Its an SN2 reaction so the BR- will attack preferentially in the order of methyl, primary, secondary, tert after the oxygen is protonated. If they are both the same types of carbons on both sides then I am not sure....I would say the side with less crowding/less substituents.

Also, if there is excess acid in the reaction then both sides of the ether become alkyl halides.

 

[Vapor1122]

If they are both the same types of carbons on both sides then I am not sure....I would say the side with less crowding/less substituents.

Yeah, that's what I meant. Anyone want to confirm this?

Also, if there is excess acid in the reaction then both sides of the ether become alkyl halides.

That I didn't know. But now that you mention it, in excess acid, why wouldn't you get an alcohol and alkyl halide, and then have the alcohol dehydrate to an alkene?
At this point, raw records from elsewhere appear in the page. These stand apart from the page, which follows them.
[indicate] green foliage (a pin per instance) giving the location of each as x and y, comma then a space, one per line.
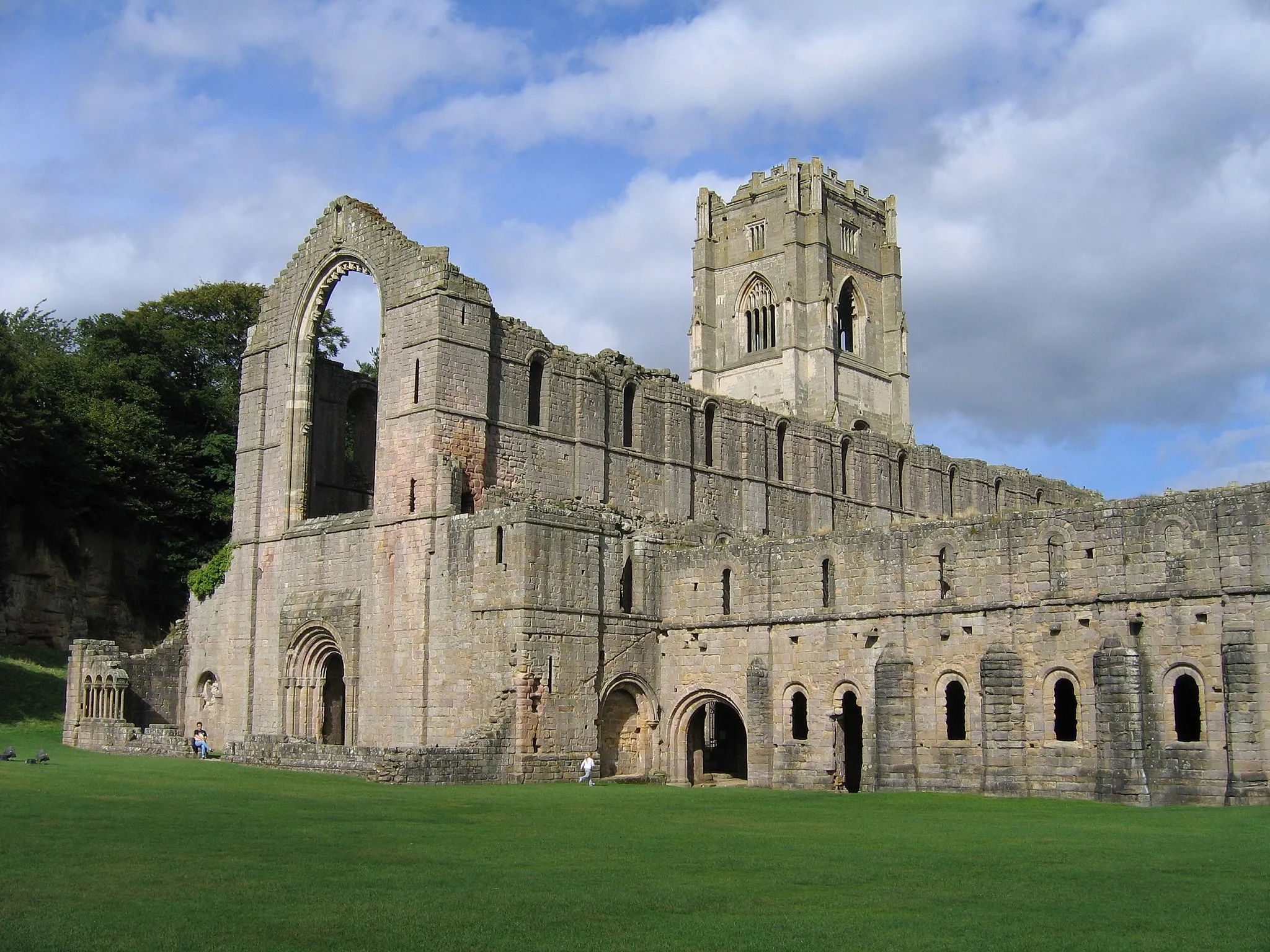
208, 576
282, 860
127, 423
32, 684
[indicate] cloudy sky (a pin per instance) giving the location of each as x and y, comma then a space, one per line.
1083, 187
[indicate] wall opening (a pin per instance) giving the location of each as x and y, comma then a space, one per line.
333, 700
626, 587
798, 716
1065, 710
710, 416
851, 723
623, 734
1186, 708
954, 710
629, 415
536, 391
717, 744
848, 318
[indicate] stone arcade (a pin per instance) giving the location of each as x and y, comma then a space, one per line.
504, 555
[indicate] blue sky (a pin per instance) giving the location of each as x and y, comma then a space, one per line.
1083, 187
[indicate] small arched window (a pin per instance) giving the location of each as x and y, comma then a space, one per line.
629, 415
710, 428
798, 716
536, 367
1186, 710
760, 316
848, 318
626, 587
1065, 710
954, 710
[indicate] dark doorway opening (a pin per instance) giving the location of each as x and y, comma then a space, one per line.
1186, 715
1065, 710
954, 706
853, 724
333, 701
717, 744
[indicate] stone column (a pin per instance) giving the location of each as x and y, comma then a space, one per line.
1246, 777
1121, 735
1005, 726
893, 689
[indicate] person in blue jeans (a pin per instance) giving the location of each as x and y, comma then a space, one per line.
201, 742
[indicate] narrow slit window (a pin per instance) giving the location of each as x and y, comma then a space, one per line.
954, 710
798, 716
629, 415
536, 391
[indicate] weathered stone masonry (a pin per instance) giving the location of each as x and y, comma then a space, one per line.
505, 555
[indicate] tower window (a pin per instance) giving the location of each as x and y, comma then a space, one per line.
798, 716
536, 366
954, 710
1065, 710
629, 415
848, 318
850, 239
1186, 714
710, 428
760, 316
756, 234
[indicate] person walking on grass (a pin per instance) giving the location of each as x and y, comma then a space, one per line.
201, 742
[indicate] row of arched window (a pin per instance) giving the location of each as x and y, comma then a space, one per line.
1064, 715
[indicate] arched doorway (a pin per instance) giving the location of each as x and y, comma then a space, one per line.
624, 733
851, 735
333, 700
717, 744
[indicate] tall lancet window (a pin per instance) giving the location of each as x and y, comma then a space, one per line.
760, 316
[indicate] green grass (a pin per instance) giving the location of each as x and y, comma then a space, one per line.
109, 852
32, 683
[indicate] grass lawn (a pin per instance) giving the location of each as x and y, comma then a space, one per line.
109, 852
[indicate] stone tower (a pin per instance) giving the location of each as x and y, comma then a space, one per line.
797, 302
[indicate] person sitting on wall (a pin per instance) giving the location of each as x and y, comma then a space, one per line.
201, 742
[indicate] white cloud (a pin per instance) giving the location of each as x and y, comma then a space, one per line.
362, 54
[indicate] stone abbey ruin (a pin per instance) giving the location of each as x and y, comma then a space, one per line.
504, 555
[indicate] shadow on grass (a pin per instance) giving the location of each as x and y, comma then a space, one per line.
32, 683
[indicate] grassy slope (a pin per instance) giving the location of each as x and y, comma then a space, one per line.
126, 853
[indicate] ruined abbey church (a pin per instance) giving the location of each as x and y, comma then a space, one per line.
502, 555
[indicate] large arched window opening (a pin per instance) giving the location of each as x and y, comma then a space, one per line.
1065, 710
954, 710
1188, 720
629, 414
760, 310
536, 367
340, 364
848, 318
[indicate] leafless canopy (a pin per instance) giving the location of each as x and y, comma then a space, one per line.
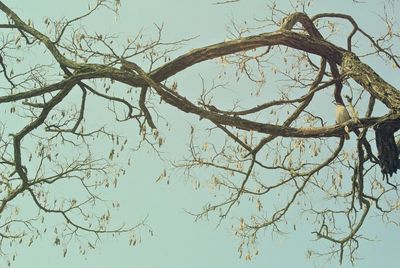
279, 153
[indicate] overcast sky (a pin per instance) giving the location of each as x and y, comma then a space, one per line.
177, 240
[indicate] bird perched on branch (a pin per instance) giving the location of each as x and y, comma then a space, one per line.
342, 115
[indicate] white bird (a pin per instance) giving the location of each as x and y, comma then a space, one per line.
342, 115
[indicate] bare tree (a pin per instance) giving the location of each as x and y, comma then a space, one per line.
280, 154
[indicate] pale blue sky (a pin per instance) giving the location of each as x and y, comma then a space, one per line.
178, 241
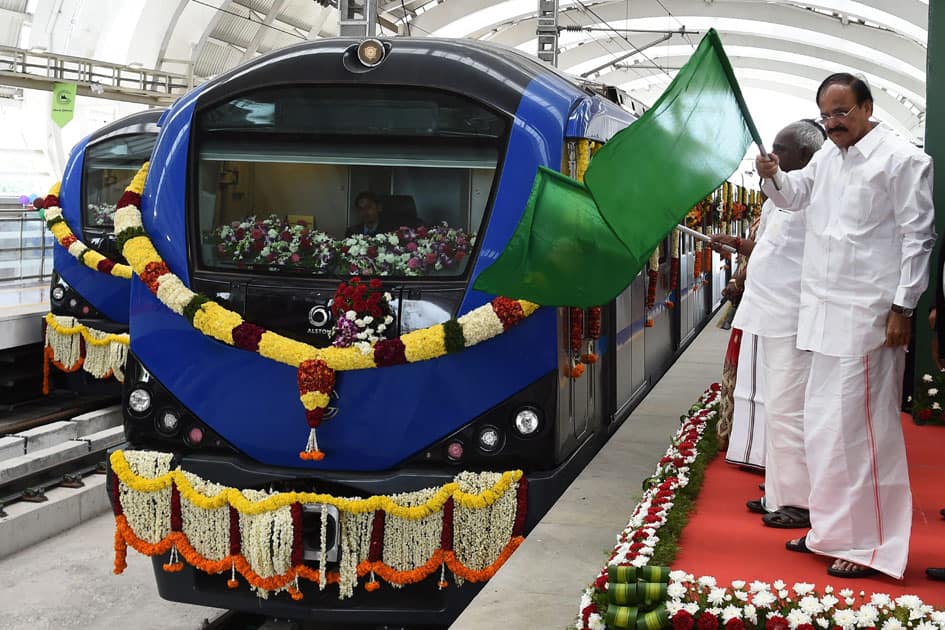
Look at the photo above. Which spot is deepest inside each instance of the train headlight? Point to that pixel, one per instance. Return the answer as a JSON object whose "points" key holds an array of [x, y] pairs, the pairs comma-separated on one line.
{"points": [[527, 421], [370, 52], [168, 422], [490, 440], [139, 400]]}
Like:

 

[Jaylee777]

Because the strength of the nucleophiles produced from the strong acid used in this type of reaction (has to be strong acids like HBr and HI) are very weak bases.

 

[Vapor1122]

Okay, I see it now. So in excess acid, the weak base (Br-) undergoes SN2 with the alcohol, forming another alkyl halide in addition to the first one from the cleaved ether. Gotcha.

Anyone have an answer for the first question?